Working in a toxic environment – The Clash of Personalities

Have you ever worked in an environment that could be described as toxic? A thriving company can become a place where daily dramas unfold behind each door and professional conduct goes out the window. The cancer that spreads throughout an organization at first might be barely detectable but as time progresses the symptoms become impossible to ignore. As discomfort levels grow the effectiveness of staff weakens.

This systematic breakdown causes all sorts of problems between staff members such as resentment, alienation, an increased need for protectionism and formations of tribes. There are those who will try to become invisible but the majority will seek to form a tribe of like-minded individuals.

In a toxic work environment there can be a clash of personalities.

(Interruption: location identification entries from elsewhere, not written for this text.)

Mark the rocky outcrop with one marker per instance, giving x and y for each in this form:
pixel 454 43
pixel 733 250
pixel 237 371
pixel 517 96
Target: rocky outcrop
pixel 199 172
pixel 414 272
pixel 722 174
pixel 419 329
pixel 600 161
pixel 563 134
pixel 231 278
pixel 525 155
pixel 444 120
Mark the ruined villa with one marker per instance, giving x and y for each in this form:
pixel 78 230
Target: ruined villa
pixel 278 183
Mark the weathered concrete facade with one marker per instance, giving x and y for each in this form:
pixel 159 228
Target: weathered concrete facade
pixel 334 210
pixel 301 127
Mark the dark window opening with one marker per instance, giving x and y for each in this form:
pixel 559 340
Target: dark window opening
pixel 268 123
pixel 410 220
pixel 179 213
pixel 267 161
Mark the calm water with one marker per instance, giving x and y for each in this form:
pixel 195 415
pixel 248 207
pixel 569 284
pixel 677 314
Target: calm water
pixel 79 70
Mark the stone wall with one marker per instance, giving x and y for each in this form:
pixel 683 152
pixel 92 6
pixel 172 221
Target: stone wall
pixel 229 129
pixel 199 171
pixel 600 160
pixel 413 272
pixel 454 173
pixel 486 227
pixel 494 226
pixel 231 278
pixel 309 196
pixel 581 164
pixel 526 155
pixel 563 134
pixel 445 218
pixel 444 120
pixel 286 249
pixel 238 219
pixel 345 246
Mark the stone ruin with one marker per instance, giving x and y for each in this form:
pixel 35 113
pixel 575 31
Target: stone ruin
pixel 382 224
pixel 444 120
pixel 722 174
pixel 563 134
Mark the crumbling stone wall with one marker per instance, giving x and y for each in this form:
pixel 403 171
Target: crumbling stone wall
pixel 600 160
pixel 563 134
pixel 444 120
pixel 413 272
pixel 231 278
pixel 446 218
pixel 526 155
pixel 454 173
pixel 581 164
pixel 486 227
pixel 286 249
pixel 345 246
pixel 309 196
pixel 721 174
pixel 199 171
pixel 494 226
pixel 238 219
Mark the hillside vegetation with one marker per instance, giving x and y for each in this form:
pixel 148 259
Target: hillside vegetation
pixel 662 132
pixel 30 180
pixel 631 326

  • Passive: In order to avoid conflict or render a decision they throw out questions, “Do you think we should call him in for a meeting?” or “Should I tell her she needs to do a better job?” These people like to dip one toe in the murky waters before offering their opinion. They could go either way depending on what gets said next. Like a turtle they retreat back into their shell and hope the problem will disappear.
  • Aggressive: Opinions, drama and finger-pointing abound! They are quick to accuse, dominate conversations, love to exaggerate and dislike alternative viewpoints. They relish the ability to belittle others especially in the presence of fellow staff. They take no responsibility and if there is anyone who can be perceived as a threat to their position they will use their power to remove that person. The aggressive person can go from 0 – 60 in anger, turning any situation into a hostile atmosphere.
  • Passive- Aggressive: Lurking in every toxic workplace is the person who secretly participates and swims in the sea of denial. They knowingly express opinions that could negatively impact others or hurt someone and then deny their intent. They say things like, “I didn’t know that you wanted me to keep that between us.” Or “I didn’t mean anything by it.” This person doesn’t want to appear as disagreeable, stuffs their anger down and avoids direct conflict. Their ability to get others to act out on their behalf allows them to be removed from culpability.
  • Assertive: Somewhere in all of this mess is the person who takes ownership of their opinions, monitors their position, is willing to discuss issues respectively and leaves open the possibility for change. They are clear on what they are willing to take on and express feelings honestly. They don’t apologize for their point of view nor push people to agree. Their assertiveness is rooted in professionalism and an intense need to communicate effectively. It is not to say that assertive people always thrive in these environments but their intention is to stay true.

Given all the personalities and dynamics at play it takes a lot to get things under control. There comes a time to evaluate and ask, How can we rebuild? When I went looking for that answer I received many suggestions but at the end of the day it came down to leadership. You may have to provide sensitivity training, conduct work culture surveys, check hiring practices and own up to employee favouritism. You can also offer coaching, and/or weed out repeat offenders. A clash of personalities can bring down an entire team.